In every case of load demand, when we have interconnected systems, operational cost is lower compared to the autonomous operation.
The above conclusions have been validated by testing the proposed method on other test cases (ieee9-bus, ieee14-bus modified test systems, as well as in a simplified model of the real system of islands Crete and Cyprus). However, in this paper the well-known test case of ieee24-bus is presented.
4.4. Graphic User Interface Development
A MATLAB POWER GUI application was created for the test case system, utilizing a specific part of the proposed method as shown in
Figure 20. The user of the application enters the scenarios of system loading and wind power generation. The application utilizes the PSO algorithm to compute DC line power transactions and total system optimum cost. Additionally, the user can perform a transient stability test for three-phase short circuits at a selected bus of the network. The application displays the voltages of system buses, along with the value of the voltage stability index introduced in this paper in (7) and (8).
5. Discussion and Conclusions
This work aims to contribute to studies on the optimal operation of mixed AC/DC power systems, including very short-term dynamic operation. The simulations that took place for the network under consideration clearly differentiate the results when considering the dynamic stability of the system. The test scenarios and stability criteria follow the common practice adopted in similar studies.
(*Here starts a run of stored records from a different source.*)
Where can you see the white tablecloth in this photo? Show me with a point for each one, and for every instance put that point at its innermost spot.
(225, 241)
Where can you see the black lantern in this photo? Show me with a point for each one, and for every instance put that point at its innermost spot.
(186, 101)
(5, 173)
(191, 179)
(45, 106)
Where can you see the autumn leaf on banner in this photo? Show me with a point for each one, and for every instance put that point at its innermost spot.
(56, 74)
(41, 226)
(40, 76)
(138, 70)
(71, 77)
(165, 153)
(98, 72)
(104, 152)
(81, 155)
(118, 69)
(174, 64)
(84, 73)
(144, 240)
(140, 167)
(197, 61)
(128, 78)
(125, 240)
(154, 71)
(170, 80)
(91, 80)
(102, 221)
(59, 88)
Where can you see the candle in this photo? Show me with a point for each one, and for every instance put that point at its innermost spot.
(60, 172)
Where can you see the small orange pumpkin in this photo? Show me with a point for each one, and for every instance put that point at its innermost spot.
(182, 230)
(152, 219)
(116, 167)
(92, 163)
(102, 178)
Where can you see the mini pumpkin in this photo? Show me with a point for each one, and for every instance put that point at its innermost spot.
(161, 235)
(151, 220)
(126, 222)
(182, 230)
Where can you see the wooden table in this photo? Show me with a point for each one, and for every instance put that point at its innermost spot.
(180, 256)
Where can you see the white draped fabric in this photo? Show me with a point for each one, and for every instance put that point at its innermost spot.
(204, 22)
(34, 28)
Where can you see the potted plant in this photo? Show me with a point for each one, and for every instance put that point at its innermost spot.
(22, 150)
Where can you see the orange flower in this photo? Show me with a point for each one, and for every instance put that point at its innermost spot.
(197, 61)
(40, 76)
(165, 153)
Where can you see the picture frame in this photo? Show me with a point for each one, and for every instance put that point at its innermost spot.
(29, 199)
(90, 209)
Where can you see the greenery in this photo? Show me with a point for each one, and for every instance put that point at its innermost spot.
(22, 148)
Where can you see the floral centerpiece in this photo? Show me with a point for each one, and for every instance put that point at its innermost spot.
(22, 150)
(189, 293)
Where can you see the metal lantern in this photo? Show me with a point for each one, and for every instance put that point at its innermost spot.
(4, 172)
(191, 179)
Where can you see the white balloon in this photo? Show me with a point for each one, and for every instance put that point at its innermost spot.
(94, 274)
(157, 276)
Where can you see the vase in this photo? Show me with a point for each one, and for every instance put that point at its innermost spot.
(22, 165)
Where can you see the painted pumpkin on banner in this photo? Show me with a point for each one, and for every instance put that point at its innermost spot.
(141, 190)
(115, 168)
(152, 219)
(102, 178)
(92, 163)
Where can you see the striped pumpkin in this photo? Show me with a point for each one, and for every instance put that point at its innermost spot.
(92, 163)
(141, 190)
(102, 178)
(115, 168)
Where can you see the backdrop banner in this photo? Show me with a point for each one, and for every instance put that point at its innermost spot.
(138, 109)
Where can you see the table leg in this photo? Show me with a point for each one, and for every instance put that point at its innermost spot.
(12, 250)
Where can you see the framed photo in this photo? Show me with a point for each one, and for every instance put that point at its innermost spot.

A distinct advantage of this work is that it can validate or reject an optimal steady-state solution during the optimization process, taking into consideration additional criteria like transient stability indices, using a fast algorithm and software.
The MATLAB MatDyn software was modified and extended for the purposes of this work. A detailed model of the voltage source converter high voltage direct current (VSC HVDC) system, as well as a model of a full converter wind generator, including both the AC side and DC side, as well as the coupling between AC and DC and the control systems, was developed. The simplified models, obtained by neglecting small time constants, exhibit similar overall behavior to the complete model. This simplification offers numerous benefits, such as fewer equations, reduced data requirements, and larger time step sizes. DQ-axis models were employed for all examined power system components. The required execution time (duration of simulation) is significantly shorter compared to respective MATLAB Simulink tests. Valuable information can be gathered from transient stability tests, including the status of wind generators (disconnections), deviation of system frequency, and the power production of generators. One conclusion from this work is that including dynamic stability constraints in OPF studies can lead to more conservative but safer results. Additionally, it could be noted that power production from renewable energy sources sometimes should be limited for stability reasons. This may result, in some cases, in a re-evaluation of the planned overall installed capacity of renewable energy sources.
Wind generation non-fixed cost has a significant role. However, this work focuses on the technically acceptable power limits of wind parks. For this reason, wind generation was not considered in the calculations of the optimal load flow, assuming only its fixed cost. It is possible to include an appropriate cost model of wind generation in future work, which will be taken into consideration in the optimal load flow calculations. In the present work, it is considered that the absorbed wind power is the maximum technically possible, and it is remunerated at an average fixed price.